What we decide to practice for Lent doesn’t even have to be an act of “giving something up”, it can be that we commit to getting 8 hours of sleep each night, or taking a walk each day, or even fostering community with those that we care for. By intentionally adding something in, we are able to draw ourselves closer to God and remind ourselves that we were created perfectly— and any act of self love is a testament to our belief that we are worthy of God’s love. In the space of time that I would normally spend on social media, I am going to add in a devotional—another way that during this season we can draw closer to God. While Lent is considered a time of darkness, that does not mean we have to neglect ourselves in an act of “sacrifice”. We are loved, and by loving ourselves, we strengthen our faith. - Maria, NYU ‘20

The number for NYU Health and Wellness is 212-443-9999. NYU also has a web page called “MindfulNYU” where they have many resources and apps that are available for student use!

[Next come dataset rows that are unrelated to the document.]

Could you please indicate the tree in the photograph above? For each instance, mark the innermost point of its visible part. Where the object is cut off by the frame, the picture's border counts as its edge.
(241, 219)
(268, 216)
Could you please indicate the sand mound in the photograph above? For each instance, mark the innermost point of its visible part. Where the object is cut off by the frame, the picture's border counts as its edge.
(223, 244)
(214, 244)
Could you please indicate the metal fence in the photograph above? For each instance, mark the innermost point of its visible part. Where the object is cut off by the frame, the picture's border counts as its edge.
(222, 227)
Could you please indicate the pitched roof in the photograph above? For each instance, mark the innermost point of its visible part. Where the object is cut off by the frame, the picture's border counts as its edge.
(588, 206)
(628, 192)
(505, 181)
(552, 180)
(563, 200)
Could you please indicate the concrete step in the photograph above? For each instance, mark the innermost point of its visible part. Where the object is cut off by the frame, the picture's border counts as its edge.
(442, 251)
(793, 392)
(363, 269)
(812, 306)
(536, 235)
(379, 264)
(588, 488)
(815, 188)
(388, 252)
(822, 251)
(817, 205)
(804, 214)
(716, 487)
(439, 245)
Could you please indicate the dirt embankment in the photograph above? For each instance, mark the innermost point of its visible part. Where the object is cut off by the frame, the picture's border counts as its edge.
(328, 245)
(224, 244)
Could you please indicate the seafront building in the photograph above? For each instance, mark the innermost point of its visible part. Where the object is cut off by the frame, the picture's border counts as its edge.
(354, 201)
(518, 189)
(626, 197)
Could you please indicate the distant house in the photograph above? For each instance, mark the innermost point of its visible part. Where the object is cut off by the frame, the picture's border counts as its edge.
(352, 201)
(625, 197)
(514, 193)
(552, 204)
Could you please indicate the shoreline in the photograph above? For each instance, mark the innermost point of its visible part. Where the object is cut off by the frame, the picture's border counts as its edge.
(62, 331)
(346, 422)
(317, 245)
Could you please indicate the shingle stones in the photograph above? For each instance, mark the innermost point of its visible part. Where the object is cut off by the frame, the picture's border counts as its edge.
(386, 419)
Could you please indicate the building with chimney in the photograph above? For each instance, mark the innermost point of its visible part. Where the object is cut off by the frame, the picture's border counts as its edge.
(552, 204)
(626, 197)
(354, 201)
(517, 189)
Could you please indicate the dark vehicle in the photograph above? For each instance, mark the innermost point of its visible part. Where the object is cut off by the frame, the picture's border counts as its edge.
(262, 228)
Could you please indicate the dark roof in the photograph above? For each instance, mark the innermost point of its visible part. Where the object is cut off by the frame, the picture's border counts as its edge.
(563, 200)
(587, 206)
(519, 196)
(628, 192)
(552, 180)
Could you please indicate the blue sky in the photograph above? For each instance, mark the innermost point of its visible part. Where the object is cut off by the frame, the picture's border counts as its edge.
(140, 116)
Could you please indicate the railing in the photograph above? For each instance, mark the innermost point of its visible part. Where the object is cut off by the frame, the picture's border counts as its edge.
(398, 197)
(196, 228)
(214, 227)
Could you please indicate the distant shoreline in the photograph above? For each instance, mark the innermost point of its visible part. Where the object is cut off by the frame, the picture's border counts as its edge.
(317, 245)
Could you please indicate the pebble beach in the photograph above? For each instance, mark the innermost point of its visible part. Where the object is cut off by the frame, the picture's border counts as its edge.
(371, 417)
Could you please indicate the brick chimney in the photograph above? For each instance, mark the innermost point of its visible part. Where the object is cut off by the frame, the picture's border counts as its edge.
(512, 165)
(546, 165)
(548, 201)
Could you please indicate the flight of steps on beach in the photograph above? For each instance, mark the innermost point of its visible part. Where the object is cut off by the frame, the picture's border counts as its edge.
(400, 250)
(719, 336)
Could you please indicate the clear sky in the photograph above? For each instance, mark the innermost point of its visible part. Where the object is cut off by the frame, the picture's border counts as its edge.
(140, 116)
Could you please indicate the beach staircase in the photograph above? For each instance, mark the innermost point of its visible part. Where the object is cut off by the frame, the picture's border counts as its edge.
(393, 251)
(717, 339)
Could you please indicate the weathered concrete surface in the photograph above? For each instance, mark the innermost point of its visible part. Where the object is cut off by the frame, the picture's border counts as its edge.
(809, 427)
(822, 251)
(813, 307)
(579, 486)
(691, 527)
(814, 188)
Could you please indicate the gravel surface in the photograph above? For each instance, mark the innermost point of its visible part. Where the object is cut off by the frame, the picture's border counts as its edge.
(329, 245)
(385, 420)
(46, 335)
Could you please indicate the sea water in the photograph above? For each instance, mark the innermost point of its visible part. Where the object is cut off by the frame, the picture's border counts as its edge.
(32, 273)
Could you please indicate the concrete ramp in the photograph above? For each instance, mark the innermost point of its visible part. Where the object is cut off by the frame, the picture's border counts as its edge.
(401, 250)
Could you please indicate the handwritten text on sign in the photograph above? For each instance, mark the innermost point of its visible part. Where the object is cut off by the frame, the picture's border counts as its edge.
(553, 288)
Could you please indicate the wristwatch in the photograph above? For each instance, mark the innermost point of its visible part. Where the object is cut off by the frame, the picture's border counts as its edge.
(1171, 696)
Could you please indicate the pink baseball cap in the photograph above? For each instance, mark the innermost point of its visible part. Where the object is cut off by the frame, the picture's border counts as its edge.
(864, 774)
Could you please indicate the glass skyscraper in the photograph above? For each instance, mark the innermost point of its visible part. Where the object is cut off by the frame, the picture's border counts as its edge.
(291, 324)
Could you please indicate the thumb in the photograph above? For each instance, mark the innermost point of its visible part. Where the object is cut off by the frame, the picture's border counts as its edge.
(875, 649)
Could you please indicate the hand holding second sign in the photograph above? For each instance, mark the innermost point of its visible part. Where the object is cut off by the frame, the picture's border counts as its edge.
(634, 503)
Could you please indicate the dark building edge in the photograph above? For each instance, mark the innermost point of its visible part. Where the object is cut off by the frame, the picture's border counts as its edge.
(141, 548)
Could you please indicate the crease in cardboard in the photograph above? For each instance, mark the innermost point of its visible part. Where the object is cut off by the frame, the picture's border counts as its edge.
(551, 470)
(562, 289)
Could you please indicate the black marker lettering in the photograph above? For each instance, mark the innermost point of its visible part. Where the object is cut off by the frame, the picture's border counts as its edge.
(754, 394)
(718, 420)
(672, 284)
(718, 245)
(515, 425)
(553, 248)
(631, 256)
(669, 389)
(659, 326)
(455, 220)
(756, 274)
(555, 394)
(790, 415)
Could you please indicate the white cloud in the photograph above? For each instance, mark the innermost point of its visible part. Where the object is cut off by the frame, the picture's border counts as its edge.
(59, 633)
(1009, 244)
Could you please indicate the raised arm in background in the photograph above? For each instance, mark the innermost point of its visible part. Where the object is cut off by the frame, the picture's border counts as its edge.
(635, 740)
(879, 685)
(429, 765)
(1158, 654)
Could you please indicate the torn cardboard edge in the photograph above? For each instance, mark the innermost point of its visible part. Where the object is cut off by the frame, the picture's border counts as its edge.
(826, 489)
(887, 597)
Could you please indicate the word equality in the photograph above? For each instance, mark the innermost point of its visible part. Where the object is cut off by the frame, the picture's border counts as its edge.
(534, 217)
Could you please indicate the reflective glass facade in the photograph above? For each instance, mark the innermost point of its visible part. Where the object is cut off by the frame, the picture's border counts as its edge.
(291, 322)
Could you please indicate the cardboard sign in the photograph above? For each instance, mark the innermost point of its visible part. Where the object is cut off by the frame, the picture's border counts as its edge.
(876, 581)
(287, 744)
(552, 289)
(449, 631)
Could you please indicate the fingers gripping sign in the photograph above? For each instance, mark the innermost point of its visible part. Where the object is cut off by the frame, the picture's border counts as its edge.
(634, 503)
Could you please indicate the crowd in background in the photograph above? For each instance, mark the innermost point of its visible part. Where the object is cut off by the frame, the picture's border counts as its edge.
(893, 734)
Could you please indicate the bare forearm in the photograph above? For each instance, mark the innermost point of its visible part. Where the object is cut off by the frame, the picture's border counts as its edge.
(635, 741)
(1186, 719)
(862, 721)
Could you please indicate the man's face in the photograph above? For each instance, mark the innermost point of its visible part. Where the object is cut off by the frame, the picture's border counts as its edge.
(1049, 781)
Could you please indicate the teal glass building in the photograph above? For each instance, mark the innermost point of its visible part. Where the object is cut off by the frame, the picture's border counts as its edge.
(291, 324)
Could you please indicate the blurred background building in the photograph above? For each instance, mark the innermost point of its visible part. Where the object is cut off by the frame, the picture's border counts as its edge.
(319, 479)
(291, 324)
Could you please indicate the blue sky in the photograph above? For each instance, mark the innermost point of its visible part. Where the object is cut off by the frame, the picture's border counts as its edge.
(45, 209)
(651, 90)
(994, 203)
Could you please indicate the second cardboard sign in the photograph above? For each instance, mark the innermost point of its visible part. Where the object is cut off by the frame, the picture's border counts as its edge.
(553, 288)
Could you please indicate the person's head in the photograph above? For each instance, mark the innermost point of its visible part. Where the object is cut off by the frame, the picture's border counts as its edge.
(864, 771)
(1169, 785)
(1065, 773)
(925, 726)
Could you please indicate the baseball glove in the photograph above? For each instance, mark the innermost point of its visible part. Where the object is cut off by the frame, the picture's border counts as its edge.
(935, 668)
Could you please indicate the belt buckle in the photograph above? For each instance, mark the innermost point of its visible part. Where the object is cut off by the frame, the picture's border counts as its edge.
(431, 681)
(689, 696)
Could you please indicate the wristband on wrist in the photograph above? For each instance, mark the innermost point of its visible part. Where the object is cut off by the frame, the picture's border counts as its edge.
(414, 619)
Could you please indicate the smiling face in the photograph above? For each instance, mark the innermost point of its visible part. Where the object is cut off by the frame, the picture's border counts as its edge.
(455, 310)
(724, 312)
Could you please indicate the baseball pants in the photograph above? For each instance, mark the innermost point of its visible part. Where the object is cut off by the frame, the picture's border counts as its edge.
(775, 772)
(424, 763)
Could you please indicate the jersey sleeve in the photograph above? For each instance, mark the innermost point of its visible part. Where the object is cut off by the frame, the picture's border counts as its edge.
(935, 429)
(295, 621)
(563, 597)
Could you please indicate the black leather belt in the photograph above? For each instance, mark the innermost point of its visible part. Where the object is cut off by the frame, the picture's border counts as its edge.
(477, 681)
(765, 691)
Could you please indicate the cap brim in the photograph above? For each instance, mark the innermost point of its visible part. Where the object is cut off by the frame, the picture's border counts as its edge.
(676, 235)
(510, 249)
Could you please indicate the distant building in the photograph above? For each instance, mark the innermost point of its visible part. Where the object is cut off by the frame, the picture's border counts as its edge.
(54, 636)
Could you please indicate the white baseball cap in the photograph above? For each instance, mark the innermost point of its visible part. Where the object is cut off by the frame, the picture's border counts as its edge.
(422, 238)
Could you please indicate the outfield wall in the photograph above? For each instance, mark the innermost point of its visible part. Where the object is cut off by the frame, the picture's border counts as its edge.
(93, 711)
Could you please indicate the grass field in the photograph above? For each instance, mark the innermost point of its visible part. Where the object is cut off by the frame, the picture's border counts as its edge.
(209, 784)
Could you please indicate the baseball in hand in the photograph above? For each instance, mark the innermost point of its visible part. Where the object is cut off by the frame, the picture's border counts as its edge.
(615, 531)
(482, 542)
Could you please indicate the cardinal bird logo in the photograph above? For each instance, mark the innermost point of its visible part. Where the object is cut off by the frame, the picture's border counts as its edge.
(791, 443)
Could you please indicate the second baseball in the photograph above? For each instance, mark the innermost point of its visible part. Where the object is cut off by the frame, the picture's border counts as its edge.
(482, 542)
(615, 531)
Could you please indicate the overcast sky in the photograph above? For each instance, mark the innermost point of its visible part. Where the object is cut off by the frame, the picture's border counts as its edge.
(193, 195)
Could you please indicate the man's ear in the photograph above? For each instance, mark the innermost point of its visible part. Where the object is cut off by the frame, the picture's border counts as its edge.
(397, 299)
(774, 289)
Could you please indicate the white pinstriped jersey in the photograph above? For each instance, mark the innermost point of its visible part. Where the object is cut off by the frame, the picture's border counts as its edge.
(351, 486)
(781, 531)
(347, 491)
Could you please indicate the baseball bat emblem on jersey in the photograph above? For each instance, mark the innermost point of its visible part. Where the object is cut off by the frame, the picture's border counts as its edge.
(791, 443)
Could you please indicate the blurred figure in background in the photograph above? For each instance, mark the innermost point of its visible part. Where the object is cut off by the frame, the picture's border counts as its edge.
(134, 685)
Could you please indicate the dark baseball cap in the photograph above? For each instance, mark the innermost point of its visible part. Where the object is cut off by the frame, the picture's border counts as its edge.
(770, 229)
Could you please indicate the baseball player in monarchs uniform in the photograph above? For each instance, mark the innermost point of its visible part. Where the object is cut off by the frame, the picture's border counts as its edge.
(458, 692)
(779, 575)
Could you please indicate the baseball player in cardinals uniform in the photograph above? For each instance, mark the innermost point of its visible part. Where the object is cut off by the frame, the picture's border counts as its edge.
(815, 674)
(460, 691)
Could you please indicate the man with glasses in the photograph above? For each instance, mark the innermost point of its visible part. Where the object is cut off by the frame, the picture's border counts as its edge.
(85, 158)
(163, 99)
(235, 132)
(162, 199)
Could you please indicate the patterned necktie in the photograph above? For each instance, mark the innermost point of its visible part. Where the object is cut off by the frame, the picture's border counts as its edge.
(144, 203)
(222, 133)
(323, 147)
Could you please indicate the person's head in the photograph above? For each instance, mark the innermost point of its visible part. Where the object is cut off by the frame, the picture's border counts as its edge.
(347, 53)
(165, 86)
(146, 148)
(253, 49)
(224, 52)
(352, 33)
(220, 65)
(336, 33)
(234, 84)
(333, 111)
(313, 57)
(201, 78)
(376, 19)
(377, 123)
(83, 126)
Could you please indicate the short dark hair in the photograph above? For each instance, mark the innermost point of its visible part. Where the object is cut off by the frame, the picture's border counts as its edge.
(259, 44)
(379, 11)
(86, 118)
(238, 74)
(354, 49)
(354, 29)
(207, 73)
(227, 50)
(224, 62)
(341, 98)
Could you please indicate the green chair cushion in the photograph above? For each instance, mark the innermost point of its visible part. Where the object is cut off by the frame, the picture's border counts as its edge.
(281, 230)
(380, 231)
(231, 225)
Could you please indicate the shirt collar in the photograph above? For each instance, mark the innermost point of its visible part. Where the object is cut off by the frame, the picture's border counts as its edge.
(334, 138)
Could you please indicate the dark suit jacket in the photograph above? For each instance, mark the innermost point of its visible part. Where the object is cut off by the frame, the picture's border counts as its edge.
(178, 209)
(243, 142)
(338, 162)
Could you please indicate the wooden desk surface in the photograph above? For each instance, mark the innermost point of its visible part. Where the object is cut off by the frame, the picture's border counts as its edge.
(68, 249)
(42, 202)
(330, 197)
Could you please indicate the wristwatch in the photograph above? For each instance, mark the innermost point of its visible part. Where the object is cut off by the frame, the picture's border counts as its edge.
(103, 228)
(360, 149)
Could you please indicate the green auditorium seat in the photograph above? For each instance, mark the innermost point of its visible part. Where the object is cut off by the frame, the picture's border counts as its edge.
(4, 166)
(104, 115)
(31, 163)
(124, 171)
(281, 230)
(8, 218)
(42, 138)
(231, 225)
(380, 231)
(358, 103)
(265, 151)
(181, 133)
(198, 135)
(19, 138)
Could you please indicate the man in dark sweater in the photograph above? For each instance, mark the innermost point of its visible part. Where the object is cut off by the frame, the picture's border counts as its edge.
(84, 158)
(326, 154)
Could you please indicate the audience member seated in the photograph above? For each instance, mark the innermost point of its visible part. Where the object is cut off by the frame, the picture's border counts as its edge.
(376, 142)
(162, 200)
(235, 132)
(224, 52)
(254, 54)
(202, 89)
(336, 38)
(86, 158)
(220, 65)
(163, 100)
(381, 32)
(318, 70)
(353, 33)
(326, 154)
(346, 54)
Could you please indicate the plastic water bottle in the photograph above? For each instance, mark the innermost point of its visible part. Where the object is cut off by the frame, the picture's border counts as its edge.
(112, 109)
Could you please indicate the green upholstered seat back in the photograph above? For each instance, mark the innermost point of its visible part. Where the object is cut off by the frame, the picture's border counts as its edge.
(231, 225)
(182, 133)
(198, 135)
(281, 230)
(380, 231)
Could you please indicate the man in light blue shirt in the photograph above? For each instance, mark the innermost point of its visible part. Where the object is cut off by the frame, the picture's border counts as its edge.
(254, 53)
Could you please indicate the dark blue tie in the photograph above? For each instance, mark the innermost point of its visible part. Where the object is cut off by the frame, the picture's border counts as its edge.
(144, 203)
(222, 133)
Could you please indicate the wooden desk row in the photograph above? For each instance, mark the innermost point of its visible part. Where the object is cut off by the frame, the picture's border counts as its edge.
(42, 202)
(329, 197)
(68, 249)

Sunday, December 2nd marks the start of the Advent season! Advent is a time when we prepare ourselves for the coming of Christ. It is meant to be a time of reflection and a time set aside to renew our connection to Christ. This year, I plan on following along with the #AdventWord Global Advent Calendar as created by the Virginia Theological Seminary! Each day, there is a meditation emailed out around a specific word, and people have the opportunity to sign up and write daily reflections which can then be shared via social media platforms. When I was younger, we collected coins in a little Advent box but since graduating high school, I’ve been a little unsure of exactly how to “celebrate” the Advent season. By focusing on a specific word to meditate around and reflect upon each day, I can better center myself during this prayer season which I’m looking forward to. Please feel free to accept the invitation to join this global Advent calendar!

Human Family

This Sunday, at the 125th anniversary of the laying of the cornerstone at the Cathedral of St. John the Divine, Presiding Bishop Michael Curry gave a sermon of love in which he said “Love is not a way, love is not one way, love is the ONLY way”. With recent national events, I’ve personally been having to work extra hard towards loving our enemies as much as we love our friends and families. But Bishop Curry’s call to creating a human family, not just a human race, really made me reevaluate how I personally can do better at loving everyone, especially those I do not get along with. Thanksgiving can be a frustrating time for people traveling home if their families have different political or social views than they do, which is why Bishop Curry’s sermon tonight was both relatable and applicable to the holiday season that is upon us. Choose love!

Give thanks, friends!

Last week in the November Events e-newsletter, a link to a November Gratitude Every Day calendar which has on each day a space to write what you’re thankful for like “A memory I am thankful for” or “A color I am thankful for”. Gratitude is a positive emotion and we can all benefit from some positive emotions in our lives especially as second midterms and finals are approaching. In Science of Happiness (seriously you guys, this class is so good), we learned that happiness actually leads to success. In schools, kids primed with positive emotions had higher GPAs, improved memories, and were more likely to talk issues out. Gratitude is also something you can practice and learn! The more frequently we practice gratitude, the easier it becomes to identify feelings of gratefulness! I know that for me personally, the gratitude calendar has helped me re-evaluate what is good and wonderful in my own life. Give thanks friends!